En bon prestidigitateur, Arnaud Jacquin a bien caché son jeu. Le coureur du team Pontarlier a poursuivi son numéro en solo pour boucler ce 72 kilomètres en 6 heures 41 minutes et 23 secondes. Le Savoyard Ferrari est arrivé neuf minutes plus tard. Le Suisse Jean-Philippe Tschumi complète le podium à un quart d’heure.
Succès facile ? Pas vraiment, surtout quand on sait d’où vient le Doubien : « L’an dernier, je n’avais pas pu la courir parce que je m’étais cassé le coude et quelques dents après une chute à vélo. Cette saison, j’ai fait beaucoup de ski de rando cet hiver, mais j’ai passé ma thèse en avril et j’ai débuté très tard. J’ai repris l’entraînement tellement fort il y a trois semaines que je ne pouvais plus poser le pied par terre… », explique Jacquin.
Il succède à un autre Pontissalien, Aurélien Patoz, qui a fait l’impasse sur le rendez-vous du haut Jura cette année. Derrière lui, ses poursuivants ont bien essayé de le rattraper, mais le magicien était trop loin. Le Chambérien Ugo Ferrari, en mode diesel, a été le seul à suivre le rythme à distance après un début de course compliqué : « J’étais 7-8e au départ, je n’arrivais pas à faire mieux, mais en fait ceux de devant sont partis trop vite. Je les ai repris avant Prémanon, je me suis dit que [Arnaud Jacquin] allait peut-être coincer, mais ça n’a pas été le cas », explique le coureur de 25 ans. « Le premier ? Il était intouchable », résume Jean-Philippe Tschumi, 3e. « À mi-course, on l’a vu au loin dans la forêt on s’est dit qu’on allait pouvoir le prendre mais ça nous a mis dans le rouge alors on a plutôt visé le podium », poursuit le Suisse. Arnaud Jacquin a donc parfaitement réussi son coup. Un peu à sa surprise générale finalement. « Je ne sais même pas pourquoi ça a marché pour moi. Je n’avais jamais couru plus d’une demi-heure sous la pluie, et encore c’était sur le bitume pour un footing. Cette victoire, c’est surtout dans le coeur que ça compte car mes grands-parents ont vécu plus de 50 ans au-dessus de Mouthe », confie le traileur qui prendra le départ de la CCC cet été.

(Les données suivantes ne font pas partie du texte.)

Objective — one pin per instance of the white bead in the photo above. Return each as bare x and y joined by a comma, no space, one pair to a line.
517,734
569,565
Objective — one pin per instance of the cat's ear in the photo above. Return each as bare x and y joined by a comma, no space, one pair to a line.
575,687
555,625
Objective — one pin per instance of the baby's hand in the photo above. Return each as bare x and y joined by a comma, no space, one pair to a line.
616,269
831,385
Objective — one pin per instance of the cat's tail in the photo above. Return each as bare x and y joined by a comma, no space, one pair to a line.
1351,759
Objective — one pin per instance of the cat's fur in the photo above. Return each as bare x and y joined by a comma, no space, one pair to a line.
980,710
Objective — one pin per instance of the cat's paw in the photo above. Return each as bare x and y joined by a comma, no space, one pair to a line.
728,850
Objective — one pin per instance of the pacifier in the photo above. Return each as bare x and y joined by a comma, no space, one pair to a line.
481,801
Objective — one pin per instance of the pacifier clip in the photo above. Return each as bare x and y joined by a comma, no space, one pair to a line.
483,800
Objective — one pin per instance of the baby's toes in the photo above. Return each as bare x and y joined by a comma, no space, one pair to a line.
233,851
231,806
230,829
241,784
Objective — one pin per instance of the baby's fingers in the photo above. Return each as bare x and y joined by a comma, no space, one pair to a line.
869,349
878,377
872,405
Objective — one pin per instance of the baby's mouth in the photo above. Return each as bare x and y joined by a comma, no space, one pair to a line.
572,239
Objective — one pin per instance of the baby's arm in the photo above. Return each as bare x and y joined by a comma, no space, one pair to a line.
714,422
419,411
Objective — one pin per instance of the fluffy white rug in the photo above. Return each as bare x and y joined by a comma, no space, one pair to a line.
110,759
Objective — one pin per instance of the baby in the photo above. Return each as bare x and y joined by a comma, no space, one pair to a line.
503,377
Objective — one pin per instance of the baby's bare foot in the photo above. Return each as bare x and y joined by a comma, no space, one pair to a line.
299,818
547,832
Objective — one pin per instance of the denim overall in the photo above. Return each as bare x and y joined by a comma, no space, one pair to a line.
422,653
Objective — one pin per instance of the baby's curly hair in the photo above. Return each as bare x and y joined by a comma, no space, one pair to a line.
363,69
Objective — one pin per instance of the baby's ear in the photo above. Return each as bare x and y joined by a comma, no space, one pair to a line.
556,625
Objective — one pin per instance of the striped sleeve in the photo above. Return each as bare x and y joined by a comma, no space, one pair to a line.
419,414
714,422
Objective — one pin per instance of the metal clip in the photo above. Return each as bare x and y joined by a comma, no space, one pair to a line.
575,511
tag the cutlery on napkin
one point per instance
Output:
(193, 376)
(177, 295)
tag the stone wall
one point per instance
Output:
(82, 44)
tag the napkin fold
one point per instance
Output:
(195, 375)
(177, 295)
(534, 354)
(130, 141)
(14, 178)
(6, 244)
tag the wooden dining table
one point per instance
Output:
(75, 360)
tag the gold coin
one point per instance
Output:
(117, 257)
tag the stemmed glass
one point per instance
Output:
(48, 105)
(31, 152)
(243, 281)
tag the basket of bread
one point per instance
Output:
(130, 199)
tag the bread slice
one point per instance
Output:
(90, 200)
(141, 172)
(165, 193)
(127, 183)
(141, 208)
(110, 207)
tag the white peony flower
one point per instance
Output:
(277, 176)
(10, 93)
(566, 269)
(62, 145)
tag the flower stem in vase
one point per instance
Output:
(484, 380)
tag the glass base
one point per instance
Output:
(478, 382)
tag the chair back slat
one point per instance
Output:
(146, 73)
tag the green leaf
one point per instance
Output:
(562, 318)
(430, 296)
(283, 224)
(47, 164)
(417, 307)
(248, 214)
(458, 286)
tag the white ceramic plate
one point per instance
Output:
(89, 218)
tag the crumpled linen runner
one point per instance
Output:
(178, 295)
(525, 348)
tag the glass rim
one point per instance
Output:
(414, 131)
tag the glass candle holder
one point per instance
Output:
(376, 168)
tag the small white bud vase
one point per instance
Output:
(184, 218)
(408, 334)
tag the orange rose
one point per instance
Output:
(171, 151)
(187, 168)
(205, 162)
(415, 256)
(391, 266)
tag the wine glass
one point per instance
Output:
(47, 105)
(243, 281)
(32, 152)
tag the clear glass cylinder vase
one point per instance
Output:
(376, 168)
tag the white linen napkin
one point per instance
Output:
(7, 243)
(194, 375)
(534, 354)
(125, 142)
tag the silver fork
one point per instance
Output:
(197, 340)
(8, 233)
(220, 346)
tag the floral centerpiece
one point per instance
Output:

La fusée Blanchet sur orbite chez les dames

« La première était intouchable ». Le résumé d’Audrey Marchand est concis, mais il a le mérite de refléter parfaitement ce 72 km dames. Dimanche, il y a eu Juliette Blanchet et les autres. Grandissime favorite au départ, l’Iséroise de 37 ans a tenu son rôle en échappant aux pièges de cette Transju’ boueuse en 8 heures et 4 minutes. À l’arrivée, cette spécialiste des ultras aurait même eu le temps de repartir pour un 10 km puisque ses poursuivantes sont arrivées à plus d’une heure. « En fait, je préfère courir seule », sourit la championne, qui a pourtant connu un petit pépin en fin de course : « Je n’ai pas bien géré ma nourriture, je suis à sec depuis plusieurs heures donc ça a été un peu dur de finir », dit-elle.
Derrière, ça a été encore plus dur pour les autres. Audrey Marchand (2e en 09:13:46) a lâché Delphine Monnier-Benoit (4e) après Morez avant de fondre sur Murielle Lauriot (3e). « On m’a dit qu’elle n’était pas loin alors j’ai gardé mon rythme et j’ai pu revenir », savoure-t-elle. Murielle Lauriot (Master 1), elle, dû cravacher pour monter sur la boîte. « Je me suis battue avec la boue », confie la traileuse des Fourgs qui a aussi profité de la déconcentration de Monnier-Benoit, qui termine au pied du podium : « J’ai fait des erreurs de gestion. Au départ je ne lance pas mon chrono, du coup je ne sais jamais où j’en suis au niveau du rythme. J’ai passé ma course à faire des maths et à compter les kilomètres. Ensuite, je me fais doubler sans le savoir à un ravitaillement, je pense gérer ma 2e place alors que je suis 3e. Puis des lacets pas bien serrés et quelques cailloux dans ma chaussure font que mentalement je ne suis pas au top et je termine en marchant. Murielle m’a encouragée pour qu’on finisse ensemble, mais j’ai lâché alors qu’on était vraiment proche de l’arrivée », regrette-t-elle. Contente malgré tout de « [sa] médaille en chocolat ».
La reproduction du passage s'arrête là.